Quanto ao estado das coisas, ele é praticamente indefensável. Os casos, documentados pela imprensa ou meramente passados de boca a ouvido, são inúmeros. Ainda ontem o JTM narrava um evento, no mínimo, de assombrar, passado nas assombrosas urgências, que Kuok garantia estarem em condições, se não perfeitas, pelo menos aceitáveis. Para além do atendimento médico, muitos se queixam igualmente do estado de conservação do material hospitalar, incluindo lençóis, almofadas, etc..

É natural que o novo director não queira espetar a faca no passado, mas também não pode dourar a pílula do presente, sob pena de não conseguirmos acreditar que seja capaz das melhorias que os cidadãos entendem como essenciais no futuro, num território cuja riqueza obriga o Governo a proporcionar aos seus cidadãos excelentes cuidados de saúde.
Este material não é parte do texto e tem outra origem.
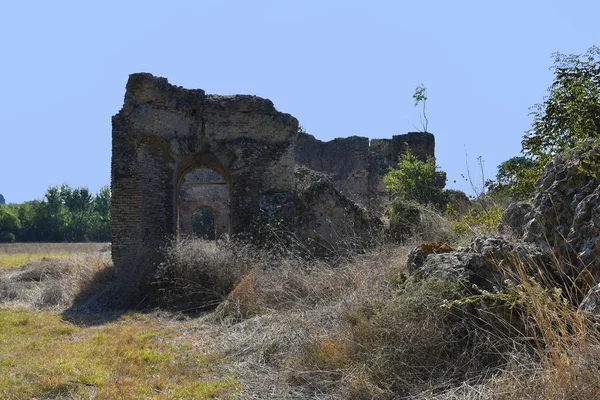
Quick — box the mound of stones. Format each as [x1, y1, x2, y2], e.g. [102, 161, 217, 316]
[407, 139, 600, 312]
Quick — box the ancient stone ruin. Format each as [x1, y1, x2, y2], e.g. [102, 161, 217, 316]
[111, 73, 435, 267]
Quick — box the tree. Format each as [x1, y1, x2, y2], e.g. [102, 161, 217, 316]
[383, 148, 445, 204]
[486, 156, 539, 200]
[0, 204, 21, 243]
[413, 83, 429, 132]
[522, 46, 600, 159]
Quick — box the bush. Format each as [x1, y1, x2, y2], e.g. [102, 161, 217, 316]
[383, 148, 446, 204]
[154, 238, 256, 310]
[386, 197, 421, 240]
[343, 278, 502, 398]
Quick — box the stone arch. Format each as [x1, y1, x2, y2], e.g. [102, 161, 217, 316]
[176, 154, 232, 239]
[191, 205, 219, 240]
[111, 73, 298, 272]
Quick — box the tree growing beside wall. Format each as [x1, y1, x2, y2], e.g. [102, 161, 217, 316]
[383, 149, 445, 205]
[0, 185, 110, 242]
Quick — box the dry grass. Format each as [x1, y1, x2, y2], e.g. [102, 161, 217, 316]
[0, 253, 113, 310]
[0, 308, 239, 399]
[0, 240, 600, 400]
[0, 243, 108, 270]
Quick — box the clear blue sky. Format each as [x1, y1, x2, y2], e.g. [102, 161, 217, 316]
[0, 0, 600, 202]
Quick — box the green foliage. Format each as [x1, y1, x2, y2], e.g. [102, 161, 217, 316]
[446, 203, 504, 236]
[0, 184, 110, 242]
[522, 46, 600, 159]
[0, 204, 21, 243]
[486, 156, 543, 200]
[413, 83, 429, 132]
[386, 197, 421, 239]
[383, 149, 444, 204]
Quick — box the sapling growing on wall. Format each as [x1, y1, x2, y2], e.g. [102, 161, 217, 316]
[413, 83, 429, 132]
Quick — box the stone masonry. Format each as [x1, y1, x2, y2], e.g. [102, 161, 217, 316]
[111, 73, 298, 267]
[111, 73, 435, 270]
[295, 132, 436, 214]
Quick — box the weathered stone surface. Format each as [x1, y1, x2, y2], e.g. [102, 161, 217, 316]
[111, 73, 443, 276]
[295, 166, 381, 253]
[579, 284, 600, 317]
[498, 202, 533, 237]
[407, 237, 552, 292]
[522, 139, 600, 287]
[295, 132, 446, 214]
[111, 73, 298, 268]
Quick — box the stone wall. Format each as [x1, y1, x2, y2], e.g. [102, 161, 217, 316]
[295, 132, 435, 214]
[111, 73, 298, 268]
[179, 167, 229, 239]
[111, 73, 435, 271]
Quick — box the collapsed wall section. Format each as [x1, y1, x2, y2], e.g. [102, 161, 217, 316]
[295, 132, 435, 214]
[111, 73, 298, 269]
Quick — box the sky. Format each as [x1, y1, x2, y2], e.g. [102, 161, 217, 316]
[0, 0, 600, 202]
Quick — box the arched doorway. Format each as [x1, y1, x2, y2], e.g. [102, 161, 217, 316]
[178, 166, 230, 240]
[192, 207, 216, 240]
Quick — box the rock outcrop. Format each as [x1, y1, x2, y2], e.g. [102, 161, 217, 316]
[294, 132, 446, 214]
[503, 139, 600, 288]
[406, 236, 556, 292]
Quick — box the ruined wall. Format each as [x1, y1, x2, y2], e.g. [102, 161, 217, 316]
[295, 132, 435, 213]
[179, 167, 230, 239]
[111, 73, 442, 271]
[111, 73, 298, 268]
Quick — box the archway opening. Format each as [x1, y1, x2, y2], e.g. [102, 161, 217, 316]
[177, 166, 230, 240]
[192, 207, 216, 240]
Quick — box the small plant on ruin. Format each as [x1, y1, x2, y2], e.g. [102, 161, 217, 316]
[383, 146, 444, 204]
[413, 83, 429, 132]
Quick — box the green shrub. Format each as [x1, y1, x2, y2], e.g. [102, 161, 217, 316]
[383, 148, 445, 204]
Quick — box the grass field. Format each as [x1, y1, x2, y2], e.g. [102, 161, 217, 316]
[0, 243, 240, 399]
[0, 308, 239, 399]
[0, 240, 600, 400]
[0, 243, 107, 270]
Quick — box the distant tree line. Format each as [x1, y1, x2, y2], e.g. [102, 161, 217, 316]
[0, 184, 110, 243]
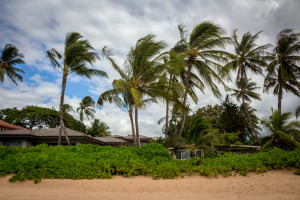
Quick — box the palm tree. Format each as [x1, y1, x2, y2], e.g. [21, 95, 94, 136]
[174, 22, 230, 134]
[47, 32, 107, 145]
[0, 44, 25, 85]
[261, 108, 300, 150]
[184, 115, 223, 158]
[160, 52, 202, 137]
[97, 89, 156, 146]
[87, 119, 110, 137]
[264, 29, 300, 112]
[295, 105, 300, 119]
[77, 96, 96, 131]
[225, 30, 270, 142]
[104, 34, 171, 146]
[231, 78, 261, 143]
[63, 103, 74, 114]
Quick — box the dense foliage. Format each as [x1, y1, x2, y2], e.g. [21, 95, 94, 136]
[0, 143, 300, 183]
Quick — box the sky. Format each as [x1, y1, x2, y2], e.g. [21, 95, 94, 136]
[0, 0, 300, 137]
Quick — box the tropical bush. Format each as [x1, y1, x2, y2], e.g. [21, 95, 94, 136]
[0, 143, 300, 183]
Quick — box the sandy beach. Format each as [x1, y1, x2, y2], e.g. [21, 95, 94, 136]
[0, 170, 300, 200]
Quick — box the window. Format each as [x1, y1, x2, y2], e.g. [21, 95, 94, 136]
[6, 141, 22, 147]
[176, 151, 201, 160]
[181, 151, 191, 159]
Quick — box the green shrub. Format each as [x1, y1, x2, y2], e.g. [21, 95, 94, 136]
[0, 143, 300, 183]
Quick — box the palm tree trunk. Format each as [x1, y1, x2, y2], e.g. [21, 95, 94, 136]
[58, 72, 71, 146]
[242, 93, 260, 144]
[278, 83, 282, 114]
[128, 106, 137, 146]
[134, 102, 141, 147]
[79, 122, 82, 132]
[165, 74, 172, 138]
[179, 62, 192, 135]
[165, 100, 169, 138]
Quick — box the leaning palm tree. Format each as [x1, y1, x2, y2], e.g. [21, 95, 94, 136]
[63, 103, 74, 114]
[225, 30, 270, 142]
[264, 29, 300, 112]
[104, 34, 177, 146]
[0, 44, 25, 85]
[295, 105, 300, 118]
[97, 89, 156, 146]
[261, 108, 300, 150]
[47, 32, 107, 145]
[174, 22, 230, 134]
[77, 96, 96, 131]
[161, 49, 202, 137]
[231, 78, 261, 143]
[184, 115, 223, 158]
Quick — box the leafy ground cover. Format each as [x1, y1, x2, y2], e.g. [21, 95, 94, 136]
[0, 144, 300, 183]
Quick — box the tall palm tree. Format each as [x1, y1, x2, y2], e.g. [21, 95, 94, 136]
[174, 22, 230, 134]
[264, 29, 300, 113]
[261, 108, 300, 150]
[97, 89, 156, 146]
[225, 30, 270, 142]
[47, 32, 107, 145]
[63, 103, 74, 114]
[87, 119, 110, 137]
[184, 115, 223, 158]
[162, 52, 202, 137]
[295, 105, 300, 118]
[232, 78, 261, 143]
[101, 34, 172, 146]
[0, 44, 25, 85]
[77, 96, 96, 131]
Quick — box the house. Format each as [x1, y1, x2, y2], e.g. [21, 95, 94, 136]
[0, 128, 152, 147]
[168, 145, 261, 160]
[0, 128, 104, 147]
[0, 120, 26, 132]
Todos sabemos, da Praia Grande a Zhongnanhai, que a maior dificuldade dos serviços públicos de saúde na RAEM se prende com os serviços de saúde privados da RAEM. É o não-dito da situação, tão difícil de chamar pelo nome que se assemelha ao cancro. O seu efeito no sector público não deixa de ser algo parecido à doença oncológica, embora uma comparação com certas formas de parasitismo também não fosse de descurar. E não nos parece uma doença fácil de curar. Pelo contrário, inventam-se paliativos que, curiosamente, ao invés de resolver a situação, fortalecem a doença e enfraquecem o paciente.

Não sabemos se Kuok pode ou quer resolver o estado das coisas. Provavelmente sim, contornando como puder os ditames do Altíssimo. Inegável é que, 15 anos depois da transferência de soberania, a saúde está doente.